• Ecologie: dans les milieux d'altitude des zones tempérées, les abeilles laissent la place aux diptères, en particulier aux Empidinae, pour visiter les fleurs!____¤201411

     

    Une étude, dont les résultats intitulés «Are empidine dance flies major flower visitors in alpine environments?
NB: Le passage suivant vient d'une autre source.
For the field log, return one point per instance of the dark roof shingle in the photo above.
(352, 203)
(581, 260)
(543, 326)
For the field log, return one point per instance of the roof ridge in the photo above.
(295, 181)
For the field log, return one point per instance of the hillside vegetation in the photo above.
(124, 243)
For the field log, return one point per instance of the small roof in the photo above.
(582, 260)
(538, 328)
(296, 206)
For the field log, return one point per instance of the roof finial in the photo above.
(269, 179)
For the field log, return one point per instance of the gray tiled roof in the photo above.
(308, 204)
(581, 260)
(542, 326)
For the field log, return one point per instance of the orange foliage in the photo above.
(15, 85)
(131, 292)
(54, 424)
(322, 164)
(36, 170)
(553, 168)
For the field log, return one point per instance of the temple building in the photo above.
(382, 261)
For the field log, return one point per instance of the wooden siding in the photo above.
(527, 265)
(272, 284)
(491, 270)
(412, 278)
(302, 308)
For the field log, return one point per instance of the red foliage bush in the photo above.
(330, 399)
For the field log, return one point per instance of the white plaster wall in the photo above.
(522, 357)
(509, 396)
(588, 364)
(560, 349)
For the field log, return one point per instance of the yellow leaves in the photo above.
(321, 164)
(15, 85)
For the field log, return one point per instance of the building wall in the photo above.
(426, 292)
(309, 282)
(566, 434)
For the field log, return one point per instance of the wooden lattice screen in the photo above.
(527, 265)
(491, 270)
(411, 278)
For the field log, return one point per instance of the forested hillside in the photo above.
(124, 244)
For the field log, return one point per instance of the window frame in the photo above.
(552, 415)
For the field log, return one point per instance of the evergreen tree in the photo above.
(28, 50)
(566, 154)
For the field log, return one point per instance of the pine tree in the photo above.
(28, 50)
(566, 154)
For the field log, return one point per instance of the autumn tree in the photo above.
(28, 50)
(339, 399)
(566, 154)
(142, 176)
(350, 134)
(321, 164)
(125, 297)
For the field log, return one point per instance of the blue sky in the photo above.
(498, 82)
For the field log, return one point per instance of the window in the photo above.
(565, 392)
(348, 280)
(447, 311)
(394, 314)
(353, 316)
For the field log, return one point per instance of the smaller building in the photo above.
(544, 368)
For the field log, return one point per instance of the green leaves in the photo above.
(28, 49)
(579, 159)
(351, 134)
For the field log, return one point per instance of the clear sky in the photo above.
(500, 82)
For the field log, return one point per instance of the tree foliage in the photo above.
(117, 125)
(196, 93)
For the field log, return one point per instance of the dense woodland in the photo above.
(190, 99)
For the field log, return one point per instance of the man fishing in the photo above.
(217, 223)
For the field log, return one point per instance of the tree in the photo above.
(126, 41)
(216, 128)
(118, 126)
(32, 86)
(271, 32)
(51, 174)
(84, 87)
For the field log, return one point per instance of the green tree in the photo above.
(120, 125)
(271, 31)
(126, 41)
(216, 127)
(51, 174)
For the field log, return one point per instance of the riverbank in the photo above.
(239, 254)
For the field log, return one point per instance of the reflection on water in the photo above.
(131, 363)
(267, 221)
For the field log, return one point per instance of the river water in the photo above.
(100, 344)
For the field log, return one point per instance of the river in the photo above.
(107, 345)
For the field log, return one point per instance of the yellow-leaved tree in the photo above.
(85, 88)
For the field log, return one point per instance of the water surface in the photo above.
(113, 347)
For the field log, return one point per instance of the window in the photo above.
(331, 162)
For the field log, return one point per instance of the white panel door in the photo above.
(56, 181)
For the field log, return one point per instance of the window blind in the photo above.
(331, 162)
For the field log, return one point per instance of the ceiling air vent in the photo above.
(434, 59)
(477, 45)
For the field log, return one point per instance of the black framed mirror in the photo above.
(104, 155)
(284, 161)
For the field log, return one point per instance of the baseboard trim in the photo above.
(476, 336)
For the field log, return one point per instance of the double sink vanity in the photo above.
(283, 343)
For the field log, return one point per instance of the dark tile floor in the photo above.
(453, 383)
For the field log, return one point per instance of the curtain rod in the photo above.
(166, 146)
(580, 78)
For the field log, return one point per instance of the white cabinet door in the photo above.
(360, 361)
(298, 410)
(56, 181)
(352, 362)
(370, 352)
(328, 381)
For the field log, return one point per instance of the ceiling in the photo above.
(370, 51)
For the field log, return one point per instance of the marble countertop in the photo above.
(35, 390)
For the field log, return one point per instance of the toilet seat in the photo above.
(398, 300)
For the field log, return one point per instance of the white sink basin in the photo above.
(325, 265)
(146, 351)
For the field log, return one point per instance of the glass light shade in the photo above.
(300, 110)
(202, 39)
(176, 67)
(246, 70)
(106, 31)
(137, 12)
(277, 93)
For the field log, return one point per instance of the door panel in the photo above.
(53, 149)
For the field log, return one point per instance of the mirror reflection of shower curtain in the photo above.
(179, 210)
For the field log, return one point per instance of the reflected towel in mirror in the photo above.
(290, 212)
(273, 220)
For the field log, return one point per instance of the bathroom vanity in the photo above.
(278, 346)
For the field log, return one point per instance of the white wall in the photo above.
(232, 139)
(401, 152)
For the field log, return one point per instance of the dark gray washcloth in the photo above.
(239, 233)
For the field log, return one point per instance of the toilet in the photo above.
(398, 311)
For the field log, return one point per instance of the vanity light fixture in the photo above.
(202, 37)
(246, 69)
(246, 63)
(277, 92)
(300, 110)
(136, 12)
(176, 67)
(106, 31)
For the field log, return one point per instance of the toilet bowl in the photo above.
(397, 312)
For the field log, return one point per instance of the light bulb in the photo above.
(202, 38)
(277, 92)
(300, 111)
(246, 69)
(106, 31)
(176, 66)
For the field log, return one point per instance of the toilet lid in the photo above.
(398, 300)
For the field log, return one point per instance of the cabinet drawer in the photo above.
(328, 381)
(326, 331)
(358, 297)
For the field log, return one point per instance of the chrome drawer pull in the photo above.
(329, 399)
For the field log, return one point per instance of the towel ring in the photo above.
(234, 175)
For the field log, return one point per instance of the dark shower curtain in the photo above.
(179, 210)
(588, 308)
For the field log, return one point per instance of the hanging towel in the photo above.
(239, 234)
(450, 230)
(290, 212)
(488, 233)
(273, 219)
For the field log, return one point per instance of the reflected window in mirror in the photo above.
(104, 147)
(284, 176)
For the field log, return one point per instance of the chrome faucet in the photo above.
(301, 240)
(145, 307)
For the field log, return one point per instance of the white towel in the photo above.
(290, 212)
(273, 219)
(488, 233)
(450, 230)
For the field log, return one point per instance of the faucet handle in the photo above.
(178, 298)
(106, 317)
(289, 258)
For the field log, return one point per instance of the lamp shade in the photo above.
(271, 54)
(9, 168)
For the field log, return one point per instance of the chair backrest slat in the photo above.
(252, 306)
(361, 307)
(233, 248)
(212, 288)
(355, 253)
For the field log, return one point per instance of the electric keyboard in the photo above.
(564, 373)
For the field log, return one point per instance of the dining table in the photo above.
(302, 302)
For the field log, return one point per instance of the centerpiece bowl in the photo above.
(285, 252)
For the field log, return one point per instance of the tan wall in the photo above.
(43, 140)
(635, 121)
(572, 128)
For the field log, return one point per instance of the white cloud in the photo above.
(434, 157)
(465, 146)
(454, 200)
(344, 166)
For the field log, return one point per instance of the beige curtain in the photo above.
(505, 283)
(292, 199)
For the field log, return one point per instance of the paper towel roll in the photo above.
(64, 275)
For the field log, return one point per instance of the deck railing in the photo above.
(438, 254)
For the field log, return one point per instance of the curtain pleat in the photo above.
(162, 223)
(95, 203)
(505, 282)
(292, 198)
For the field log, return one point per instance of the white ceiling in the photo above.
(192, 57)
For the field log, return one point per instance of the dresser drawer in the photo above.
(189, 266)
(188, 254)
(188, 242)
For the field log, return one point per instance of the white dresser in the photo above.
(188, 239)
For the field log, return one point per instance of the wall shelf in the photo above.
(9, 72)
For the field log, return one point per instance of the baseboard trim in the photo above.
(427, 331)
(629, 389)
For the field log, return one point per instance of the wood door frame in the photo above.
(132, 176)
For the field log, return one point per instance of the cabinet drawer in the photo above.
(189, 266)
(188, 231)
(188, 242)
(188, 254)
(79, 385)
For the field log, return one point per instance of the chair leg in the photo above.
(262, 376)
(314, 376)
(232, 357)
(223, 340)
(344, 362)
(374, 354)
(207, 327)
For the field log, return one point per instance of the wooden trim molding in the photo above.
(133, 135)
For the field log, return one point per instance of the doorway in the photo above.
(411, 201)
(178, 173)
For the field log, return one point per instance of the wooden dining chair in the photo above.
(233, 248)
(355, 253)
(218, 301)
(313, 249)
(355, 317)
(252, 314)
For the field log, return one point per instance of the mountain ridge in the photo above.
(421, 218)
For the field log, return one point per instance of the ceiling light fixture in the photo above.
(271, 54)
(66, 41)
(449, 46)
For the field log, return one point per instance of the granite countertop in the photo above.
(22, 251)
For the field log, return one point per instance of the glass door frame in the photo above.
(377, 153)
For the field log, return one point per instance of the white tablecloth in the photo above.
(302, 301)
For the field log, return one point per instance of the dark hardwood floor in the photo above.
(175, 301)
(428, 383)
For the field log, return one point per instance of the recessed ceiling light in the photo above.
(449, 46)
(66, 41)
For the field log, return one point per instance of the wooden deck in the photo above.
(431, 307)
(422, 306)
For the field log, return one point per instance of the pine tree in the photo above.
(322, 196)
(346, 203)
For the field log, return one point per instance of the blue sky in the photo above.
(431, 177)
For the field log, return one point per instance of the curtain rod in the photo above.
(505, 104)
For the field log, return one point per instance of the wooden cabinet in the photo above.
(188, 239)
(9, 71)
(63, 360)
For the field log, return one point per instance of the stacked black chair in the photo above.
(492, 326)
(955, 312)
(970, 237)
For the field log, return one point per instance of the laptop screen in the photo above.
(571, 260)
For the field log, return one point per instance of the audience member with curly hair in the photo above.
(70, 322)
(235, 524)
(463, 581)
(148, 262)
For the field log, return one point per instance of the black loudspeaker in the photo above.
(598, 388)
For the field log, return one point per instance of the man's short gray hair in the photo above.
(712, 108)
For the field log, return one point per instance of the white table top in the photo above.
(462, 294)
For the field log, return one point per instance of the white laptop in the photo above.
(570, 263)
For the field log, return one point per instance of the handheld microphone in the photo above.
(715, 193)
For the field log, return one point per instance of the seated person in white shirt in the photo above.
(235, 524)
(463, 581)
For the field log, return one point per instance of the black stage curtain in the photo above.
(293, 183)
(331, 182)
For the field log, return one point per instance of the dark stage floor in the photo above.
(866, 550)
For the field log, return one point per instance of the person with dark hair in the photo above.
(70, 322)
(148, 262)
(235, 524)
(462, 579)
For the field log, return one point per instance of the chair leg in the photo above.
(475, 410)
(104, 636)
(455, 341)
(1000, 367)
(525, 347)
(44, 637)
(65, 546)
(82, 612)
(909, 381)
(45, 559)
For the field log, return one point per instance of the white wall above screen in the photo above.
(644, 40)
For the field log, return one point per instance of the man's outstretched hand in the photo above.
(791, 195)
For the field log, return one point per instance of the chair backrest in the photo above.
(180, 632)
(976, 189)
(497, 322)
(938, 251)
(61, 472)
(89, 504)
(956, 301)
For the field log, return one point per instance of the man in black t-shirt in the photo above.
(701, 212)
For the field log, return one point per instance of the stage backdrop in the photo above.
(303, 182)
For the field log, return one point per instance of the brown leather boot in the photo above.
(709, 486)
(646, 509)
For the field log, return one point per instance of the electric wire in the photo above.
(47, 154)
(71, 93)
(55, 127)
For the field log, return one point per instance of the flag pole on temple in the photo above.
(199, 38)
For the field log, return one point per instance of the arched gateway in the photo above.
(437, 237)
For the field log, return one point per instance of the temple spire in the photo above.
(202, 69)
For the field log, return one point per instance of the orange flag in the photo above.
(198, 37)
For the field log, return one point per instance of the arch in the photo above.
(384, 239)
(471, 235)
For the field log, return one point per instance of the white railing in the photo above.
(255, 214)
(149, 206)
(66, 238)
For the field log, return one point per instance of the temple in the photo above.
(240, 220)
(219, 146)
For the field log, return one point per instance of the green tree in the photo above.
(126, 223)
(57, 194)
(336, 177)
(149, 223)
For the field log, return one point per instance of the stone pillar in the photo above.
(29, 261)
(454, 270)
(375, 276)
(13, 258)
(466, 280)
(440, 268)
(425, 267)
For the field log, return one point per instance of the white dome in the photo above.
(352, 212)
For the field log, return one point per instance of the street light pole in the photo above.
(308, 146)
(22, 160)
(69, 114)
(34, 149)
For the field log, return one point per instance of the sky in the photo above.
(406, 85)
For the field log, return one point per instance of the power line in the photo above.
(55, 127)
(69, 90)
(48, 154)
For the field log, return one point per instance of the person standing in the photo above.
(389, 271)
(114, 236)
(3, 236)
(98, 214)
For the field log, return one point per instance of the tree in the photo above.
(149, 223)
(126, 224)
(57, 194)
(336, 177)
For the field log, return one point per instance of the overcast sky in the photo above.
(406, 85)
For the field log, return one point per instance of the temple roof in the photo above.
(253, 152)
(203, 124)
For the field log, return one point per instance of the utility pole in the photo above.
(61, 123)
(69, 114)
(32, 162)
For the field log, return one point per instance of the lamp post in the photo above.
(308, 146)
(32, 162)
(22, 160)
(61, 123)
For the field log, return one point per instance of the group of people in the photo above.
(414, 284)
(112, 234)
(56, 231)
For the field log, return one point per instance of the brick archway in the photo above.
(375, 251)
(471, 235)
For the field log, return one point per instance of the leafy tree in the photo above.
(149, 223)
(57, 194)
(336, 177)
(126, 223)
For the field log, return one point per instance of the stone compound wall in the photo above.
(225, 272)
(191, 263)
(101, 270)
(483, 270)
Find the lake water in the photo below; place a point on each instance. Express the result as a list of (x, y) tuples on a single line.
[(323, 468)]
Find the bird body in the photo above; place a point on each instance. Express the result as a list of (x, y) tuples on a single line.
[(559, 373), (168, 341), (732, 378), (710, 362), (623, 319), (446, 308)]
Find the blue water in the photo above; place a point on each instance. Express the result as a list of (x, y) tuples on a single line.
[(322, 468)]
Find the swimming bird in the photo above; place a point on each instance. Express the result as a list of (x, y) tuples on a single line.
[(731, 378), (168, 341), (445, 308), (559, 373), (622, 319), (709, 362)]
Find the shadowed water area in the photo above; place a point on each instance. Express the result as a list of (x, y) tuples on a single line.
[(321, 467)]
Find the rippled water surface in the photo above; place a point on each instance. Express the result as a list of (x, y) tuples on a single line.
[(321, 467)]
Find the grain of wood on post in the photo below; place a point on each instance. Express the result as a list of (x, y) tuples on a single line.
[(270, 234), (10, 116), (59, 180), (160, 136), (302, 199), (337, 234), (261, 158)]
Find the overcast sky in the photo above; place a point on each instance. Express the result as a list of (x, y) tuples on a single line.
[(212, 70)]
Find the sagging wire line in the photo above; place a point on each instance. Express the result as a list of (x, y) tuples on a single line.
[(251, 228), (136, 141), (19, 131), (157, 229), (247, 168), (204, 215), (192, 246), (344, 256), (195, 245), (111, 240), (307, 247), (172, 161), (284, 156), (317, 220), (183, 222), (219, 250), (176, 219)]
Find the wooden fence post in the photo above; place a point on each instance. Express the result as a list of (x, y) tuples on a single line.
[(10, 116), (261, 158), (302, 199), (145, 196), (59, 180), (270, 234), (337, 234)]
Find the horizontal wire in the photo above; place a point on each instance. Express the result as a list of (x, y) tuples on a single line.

A case study in the Alps, France» ont été publiés dans la revue Biology Letters, a permis de mettre en évidence que, «dans les milieux d'altitude des zones tempérées, les abeilles laissent la place aux diptères en tant que principaux visiteurs de fleurs», les plus actifs étant les Empidinae, car «plus de la moitié des plantes échantillonnées sont principalement visitées par ces insectes, qui s'avèrent donc être un élément-clé du fonctionnement des écosystèmes alpins».

     

    Si les abeilles et les bourdons (hyménoptères) «sont les principaux pollinisateurs des plantes à fleurs, aussi bien cultivées que sauvages», très souvent ils sont «accompagnés, voire remplacés, par une cohorte de pollinisateurs dits secondaires tels que des diptères, coléoptères et lépidoptères».

     

    L'étude ici présentée a cherché à identifier les pollinisateurs secondaires des plantes «dans une prairie subalpine du parc national du Mercantour», un milieu «où les abeilles sont naturellement moins abondantes».

     

    Pour cela, «la fréquence des visites de 19 plantes à fleurs par les différents groupes d'insectes a été évaluée pour construire le réseau plantes – visiteurs et déterminer les principaux visiteurs pour chacune d'elles».

     

    Il est alors apparu que «23 % seulement de ces visiteurs sont des hyménoptères contre 62 % pour les diptères» et que «plus de la moitié des visites de diptères sont dues à un seul et même groupe, celui des Empidinae». Par comparaison aux seuls abeilles et bourdons, les Empidinae «sont les principaux visiteurs de 10 des 19 plantes étudiées» contre seulement quatre pour les abeilles et les bourdons.

     

    Le groupe des Empidinae, dont «pas loin d'une centaine d'espèces a été répertoriée durant l'Inventaire Biologique Généralisé réalisé dans le parc national du Mercantour», comptent «environ 2000 espèces et ont colonisé toutes les zones tempérées ou froides de la planète (hémisphère Nord, Patagonie, Afrique du Sud, Australie du Sud-Ouest et du Sud-Est, Tasmanie comprise, Nouvelle-Zélande) et la plupart des massifs montagneux, y compris ceux des zones tropicales».

     

    Comme, dans le cadre de cette étude, «vingt-deux espèces ont été observées butinant sur le site» du Parc, ces observations suggèrent que les Empidinae, qui constituent «une composante majeure de l'entomofaune d'altitude», doivent être considéré comme «un élément-clé du fonctionnement des écosystèmes alpins» en raison de leur impact pollinisateur.